Aging; Epidemiology; Exercise; Mortality

Abstract

Background-Epidemiological findings, based largely on middle-aged populations, support an inverse and independent association between exercise capacity and mortality risk. The information available in older individuals is limited. Methods and Results-Between 1986 and 2008, we assessed the association between exercise capacity and all-cause mortality in 5314 male veterans aged 65 to 92 years (mean±SD, 71.4±5.0 years) who completed an exercise test at the Veterans Affairs Medical Centers in Washington, DC, and Palo Alto, Calif. We established fitness categories based on peak metabolic equivalents (METs) achieved. During a median 8.1 years of follow-up (range, 0.1 to 25.3), there were 2137 deaths. Baseline exercise capacity was 6.3±2.4 METs among survivors and 5.3±2.0 METs in those who died (P<0.001) and emerged as a strong predictor of mortality. For each 1-MET increase in exercise capacity, the adjusted hazard for death was 12% lower (hazard ratio=0.88; confidence interval, 0.86 to 0.90).
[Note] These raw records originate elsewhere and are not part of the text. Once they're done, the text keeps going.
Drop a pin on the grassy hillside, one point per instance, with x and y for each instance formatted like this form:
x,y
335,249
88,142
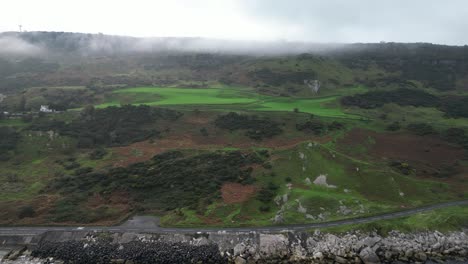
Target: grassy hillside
x,y
233,140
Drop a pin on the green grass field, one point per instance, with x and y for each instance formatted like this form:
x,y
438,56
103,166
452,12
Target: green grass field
x,y
226,99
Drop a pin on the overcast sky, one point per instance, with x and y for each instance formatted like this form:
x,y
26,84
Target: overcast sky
x,y
436,21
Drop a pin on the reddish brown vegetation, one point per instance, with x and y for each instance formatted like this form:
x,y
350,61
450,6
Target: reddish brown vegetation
x,y
425,153
236,192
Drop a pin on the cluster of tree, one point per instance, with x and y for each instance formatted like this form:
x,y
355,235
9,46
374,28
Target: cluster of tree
x,y
168,181
454,135
455,106
421,129
403,96
111,126
435,66
8,140
318,127
257,128
272,78
403,167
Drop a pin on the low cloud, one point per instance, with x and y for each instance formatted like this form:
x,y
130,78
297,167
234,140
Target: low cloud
x,y
10,45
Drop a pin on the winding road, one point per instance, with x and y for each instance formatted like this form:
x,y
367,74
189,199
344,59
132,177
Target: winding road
x,y
147,224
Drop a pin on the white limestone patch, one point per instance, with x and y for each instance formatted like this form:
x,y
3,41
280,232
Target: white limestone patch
x,y
321,180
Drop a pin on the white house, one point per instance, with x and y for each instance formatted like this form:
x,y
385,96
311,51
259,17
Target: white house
x,y
45,109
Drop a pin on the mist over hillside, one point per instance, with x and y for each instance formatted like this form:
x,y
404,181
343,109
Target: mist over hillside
x,y
41,43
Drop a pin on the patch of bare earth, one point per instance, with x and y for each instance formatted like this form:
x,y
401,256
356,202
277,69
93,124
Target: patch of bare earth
x,y
143,151
236,192
428,150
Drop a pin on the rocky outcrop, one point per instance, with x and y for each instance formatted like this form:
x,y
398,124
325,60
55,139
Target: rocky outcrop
x,y
253,247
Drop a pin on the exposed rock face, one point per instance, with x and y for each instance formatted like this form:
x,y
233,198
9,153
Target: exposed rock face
x,y
321,180
253,247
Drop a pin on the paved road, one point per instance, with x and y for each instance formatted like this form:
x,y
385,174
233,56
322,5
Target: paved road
x,y
150,224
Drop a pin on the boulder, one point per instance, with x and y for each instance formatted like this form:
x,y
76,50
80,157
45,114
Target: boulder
x,y
368,256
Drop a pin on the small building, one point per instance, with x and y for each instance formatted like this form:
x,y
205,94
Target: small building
x,y
45,109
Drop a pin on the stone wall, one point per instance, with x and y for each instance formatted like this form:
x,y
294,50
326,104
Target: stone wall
x,y
257,247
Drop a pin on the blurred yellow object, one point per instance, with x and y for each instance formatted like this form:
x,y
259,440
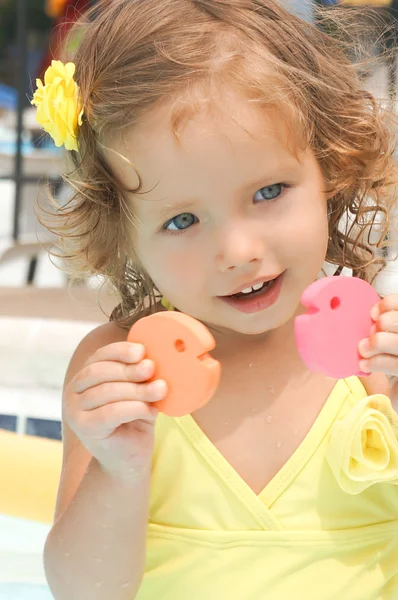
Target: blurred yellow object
x,y
370,3
30,469
54,8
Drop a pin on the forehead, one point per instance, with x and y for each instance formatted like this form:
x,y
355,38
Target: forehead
x,y
228,134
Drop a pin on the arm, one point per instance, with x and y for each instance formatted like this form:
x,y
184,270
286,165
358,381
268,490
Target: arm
x,y
96,548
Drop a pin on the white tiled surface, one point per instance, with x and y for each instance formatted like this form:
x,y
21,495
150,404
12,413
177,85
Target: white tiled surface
x,y
21,563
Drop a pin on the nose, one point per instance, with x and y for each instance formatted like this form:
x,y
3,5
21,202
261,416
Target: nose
x,y
239,246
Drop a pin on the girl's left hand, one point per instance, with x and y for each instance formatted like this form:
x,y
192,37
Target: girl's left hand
x,y
380,350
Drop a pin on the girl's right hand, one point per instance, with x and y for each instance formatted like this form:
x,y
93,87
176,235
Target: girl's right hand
x,y
108,407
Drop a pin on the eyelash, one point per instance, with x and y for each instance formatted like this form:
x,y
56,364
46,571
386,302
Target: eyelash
x,y
164,229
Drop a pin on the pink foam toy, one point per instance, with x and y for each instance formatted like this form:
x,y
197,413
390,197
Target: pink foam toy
x,y
337,319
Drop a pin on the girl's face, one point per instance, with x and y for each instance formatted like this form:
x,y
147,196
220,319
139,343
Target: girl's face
x,y
226,207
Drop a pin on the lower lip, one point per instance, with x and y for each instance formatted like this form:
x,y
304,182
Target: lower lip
x,y
258,303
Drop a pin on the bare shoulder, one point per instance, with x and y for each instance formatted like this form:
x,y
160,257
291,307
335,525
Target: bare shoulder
x,y
376,383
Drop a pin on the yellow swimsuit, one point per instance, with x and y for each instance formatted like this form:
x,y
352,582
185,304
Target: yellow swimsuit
x,y
324,528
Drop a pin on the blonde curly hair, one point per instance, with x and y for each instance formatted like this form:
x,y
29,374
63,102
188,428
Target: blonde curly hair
x,y
134,54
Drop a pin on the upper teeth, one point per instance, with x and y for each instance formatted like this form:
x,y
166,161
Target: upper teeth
x,y
255,288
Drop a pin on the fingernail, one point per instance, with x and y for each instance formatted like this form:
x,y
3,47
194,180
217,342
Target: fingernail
x,y
364,347
375,312
145,367
158,388
137,351
364,366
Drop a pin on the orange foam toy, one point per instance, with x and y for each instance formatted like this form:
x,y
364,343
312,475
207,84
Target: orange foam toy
x,y
179,346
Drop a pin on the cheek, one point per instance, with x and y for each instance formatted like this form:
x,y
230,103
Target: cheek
x,y
306,233
172,269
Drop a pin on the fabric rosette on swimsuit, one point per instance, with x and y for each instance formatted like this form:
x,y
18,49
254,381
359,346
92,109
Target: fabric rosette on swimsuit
x,y
363,448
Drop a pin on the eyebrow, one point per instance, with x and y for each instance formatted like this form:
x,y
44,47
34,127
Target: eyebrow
x,y
166,209
185,206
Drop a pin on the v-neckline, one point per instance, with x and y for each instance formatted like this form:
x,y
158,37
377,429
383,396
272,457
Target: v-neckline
x,y
259,504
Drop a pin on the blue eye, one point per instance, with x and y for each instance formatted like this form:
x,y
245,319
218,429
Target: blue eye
x,y
181,222
269,193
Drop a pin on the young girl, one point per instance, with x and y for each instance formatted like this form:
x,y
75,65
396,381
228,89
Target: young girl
x,y
217,146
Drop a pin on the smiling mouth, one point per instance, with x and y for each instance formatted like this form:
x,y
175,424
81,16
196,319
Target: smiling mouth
x,y
253,291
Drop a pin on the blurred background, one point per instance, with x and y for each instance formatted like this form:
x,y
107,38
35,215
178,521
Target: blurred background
x,y
42,316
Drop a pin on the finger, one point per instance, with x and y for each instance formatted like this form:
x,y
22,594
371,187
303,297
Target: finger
x,y
386,304
388,322
380,343
382,363
108,393
103,372
100,422
125,352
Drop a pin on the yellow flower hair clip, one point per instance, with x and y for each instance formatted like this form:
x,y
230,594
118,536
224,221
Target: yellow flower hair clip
x,y
59,105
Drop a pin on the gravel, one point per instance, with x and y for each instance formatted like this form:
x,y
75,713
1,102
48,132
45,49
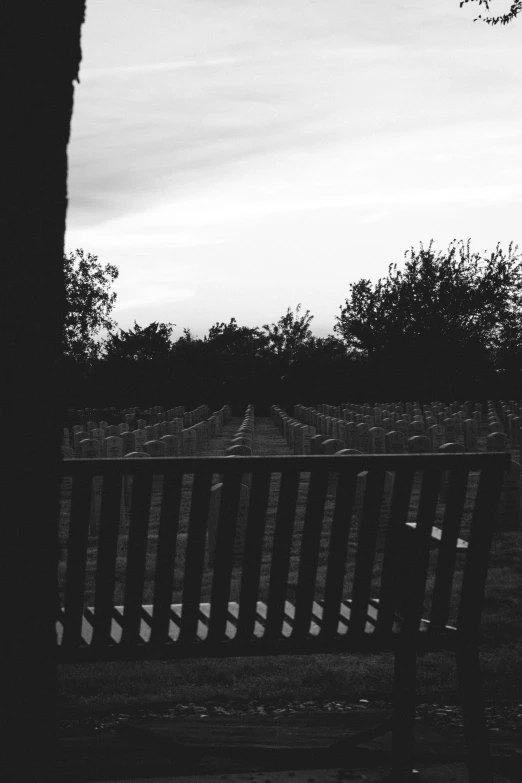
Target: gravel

Compared with the least fit individuals (≤4 METs), the mortality risk was 38% lower for those who achieved 5.1 to 6.0 METs (hazard ratio=0.62; confidence interval, 0.54 to 0.71) and progressively declined to 61% (hazard ratio=0.39; confidence interval, 0.32 to 0.49) for those who achieved >9METs, regardless of age. Unfit individuals who improved their fitness status with serial testing had a 35% lower mortality risk (hazard ratio=0.65; confidence interval, 0.46 to 0.93) compared with those who remained unfit. Conclusions-Exercise capacity is an independent predictor of all-cause mortality in older men. The relationship is inverse and graded, with most survival benefits achieved in those with an exercise capacity >5 METs. Survival improved significantly when unfit individuals became fit. © 2010 American Heart Association, Inc.